On each side of the box were brass handles. You had to hold them both, the gallery owner told them. To complete the circuit. If you wanted to make the box work right, you held both handles. You pressed your eye to the brass peephole in the front. Your left eye. And you looked inside...

The Nightmare Box is a dark and mysterious device/work-of-art which appears in the short story of the same name presented by Mrs. Clark in the Chuck Palahniuk book Haunted. Set in an art gallery, it is described as a black lacquered box on three tall legs, brass handles on either side and a small peephole in the front. At random intervals, controlled by a timer inside, a button could be pressed which would trigger a flash of light through the peephole. Only when the timer had expired could the image inside be seen, although patrons in the art gallery look through the peephole despite the timer ticking away inside the box. The odd appearance of the piece, its unpredictability and its ominous-sounding name create an expectation in the viewer that the image revealed will be something fearful. Strangely, though, the gallery patrons seem to have a light-hearted curiousity regarding the box and its secret view.

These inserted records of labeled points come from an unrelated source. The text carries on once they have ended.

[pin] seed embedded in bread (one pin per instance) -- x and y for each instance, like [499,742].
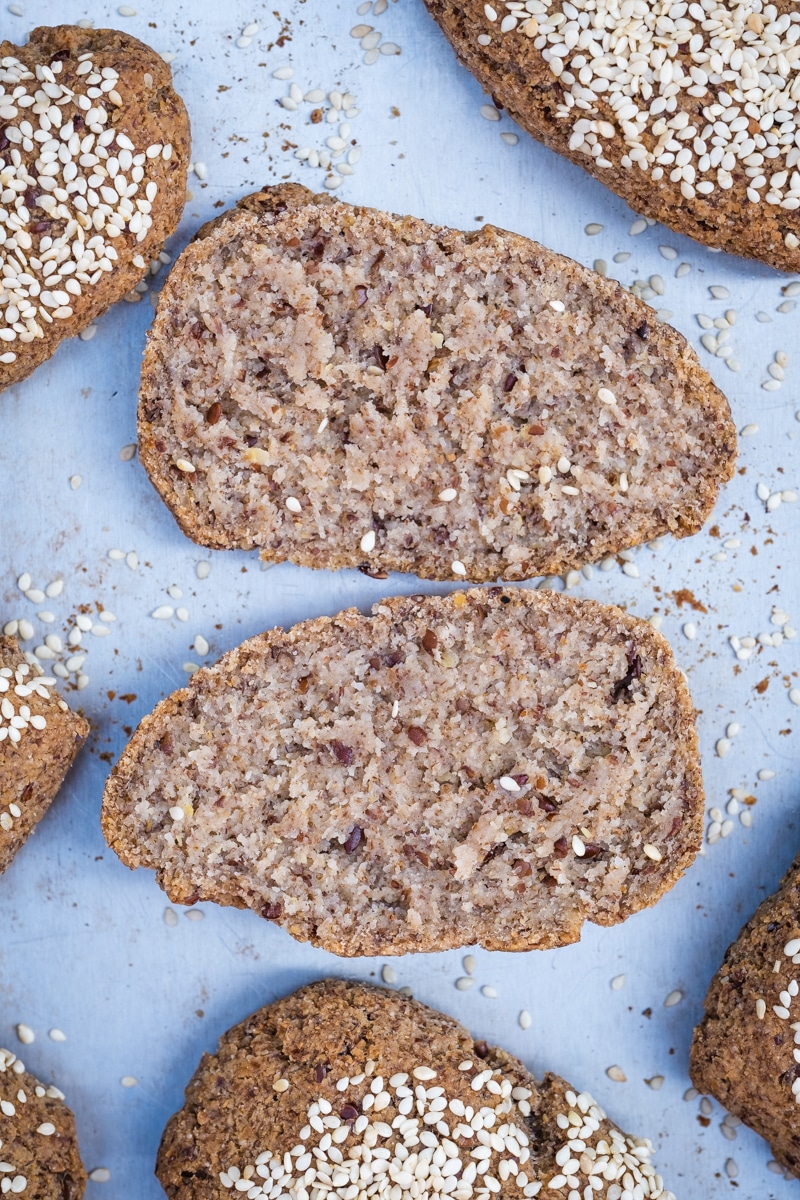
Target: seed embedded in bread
[489,767]
[689,112]
[344,1086]
[38,1145]
[340,387]
[746,1050]
[94,151]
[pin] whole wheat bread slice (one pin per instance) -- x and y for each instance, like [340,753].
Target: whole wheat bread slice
[494,766]
[699,132]
[340,387]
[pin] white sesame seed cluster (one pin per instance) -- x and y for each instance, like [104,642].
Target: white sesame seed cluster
[782,1009]
[71,184]
[649,63]
[12,1182]
[439,1146]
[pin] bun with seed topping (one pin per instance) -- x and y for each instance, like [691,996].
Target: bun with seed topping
[38,1145]
[687,112]
[495,766]
[343,1086]
[40,737]
[94,154]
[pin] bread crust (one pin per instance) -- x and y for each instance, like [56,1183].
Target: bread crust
[743,1060]
[519,929]
[337,1030]
[149,114]
[32,769]
[527,544]
[515,75]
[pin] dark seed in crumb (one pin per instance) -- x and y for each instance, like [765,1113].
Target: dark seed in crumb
[343,754]
[354,839]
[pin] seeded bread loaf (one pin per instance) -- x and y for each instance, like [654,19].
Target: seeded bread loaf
[40,738]
[696,129]
[338,387]
[38,1145]
[344,1086]
[94,153]
[746,1051]
[489,767]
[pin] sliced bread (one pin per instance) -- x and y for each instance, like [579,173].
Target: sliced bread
[494,766]
[340,387]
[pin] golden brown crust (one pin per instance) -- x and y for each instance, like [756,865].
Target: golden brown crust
[150,114]
[518,929]
[667,351]
[515,73]
[32,769]
[744,1060]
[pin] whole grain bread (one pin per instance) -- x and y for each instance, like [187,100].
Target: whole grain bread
[686,135]
[340,387]
[493,766]
[342,1084]
[744,1051]
[40,737]
[38,1145]
[97,197]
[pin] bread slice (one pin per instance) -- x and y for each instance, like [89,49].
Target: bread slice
[40,737]
[41,1158]
[687,135]
[745,1050]
[338,387]
[341,1077]
[493,766]
[95,190]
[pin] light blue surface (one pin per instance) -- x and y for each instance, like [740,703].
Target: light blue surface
[83,942]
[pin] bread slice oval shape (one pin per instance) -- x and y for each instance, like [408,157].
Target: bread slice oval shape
[494,767]
[95,153]
[359,1074]
[687,133]
[340,387]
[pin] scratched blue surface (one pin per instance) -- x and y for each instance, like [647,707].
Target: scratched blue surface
[83,942]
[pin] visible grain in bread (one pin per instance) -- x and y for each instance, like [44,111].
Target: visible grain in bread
[38,1145]
[513,72]
[744,1051]
[150,114]
[31,767]
[494,766]
[274,1080]
[340,387]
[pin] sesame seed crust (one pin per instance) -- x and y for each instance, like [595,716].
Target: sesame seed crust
[417,399]
[40,738]
[94,154]
[385,1097]
[746,1050]
[38,1146]
[486,767]
[697,126]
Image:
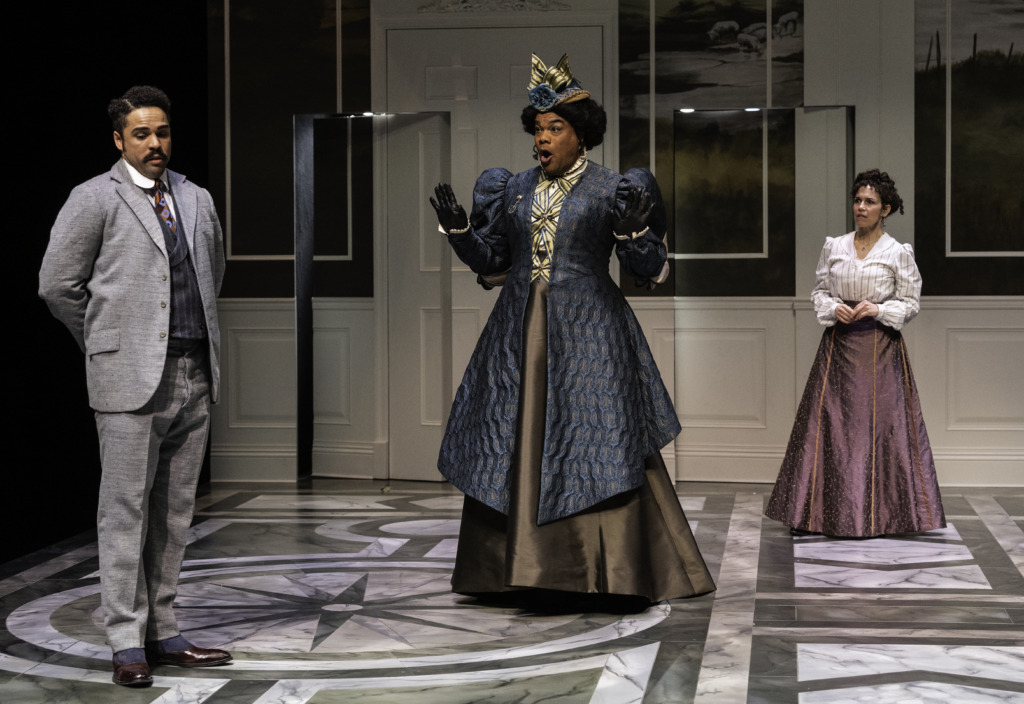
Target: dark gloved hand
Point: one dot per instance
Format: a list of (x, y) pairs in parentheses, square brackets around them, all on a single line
[(635, 214), (451, 215)]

Warning: Potential Spoilers Ahead

Exactly what the box reveals to the viewer remains a mystery throughout the book (similar to the briefcase in Pulp Fiction), though it is assumed that the box always shows the same image. Each of the four people said to have looked inside all go crazy. Not stark raving mad, mind you, but they each give up on Life in their own way. Mrs. Clark's daughter, Cassandra, becomes catatonic and eventually disappears. An antiques-shop owner hangs himself in the back of his shop. The only person to look into the box and give any description of what is inside is the owner of the art gallery where the box resides. He describes the view as "a glimpse of the real reality" and says, "Our world is a dream." While this explanation is not the most original and does take away some of the mystique (albeit at the very end of the story), the full description by the owner does leave readers with a sense of what it might be like to peer into the Nightmare Box for themselves.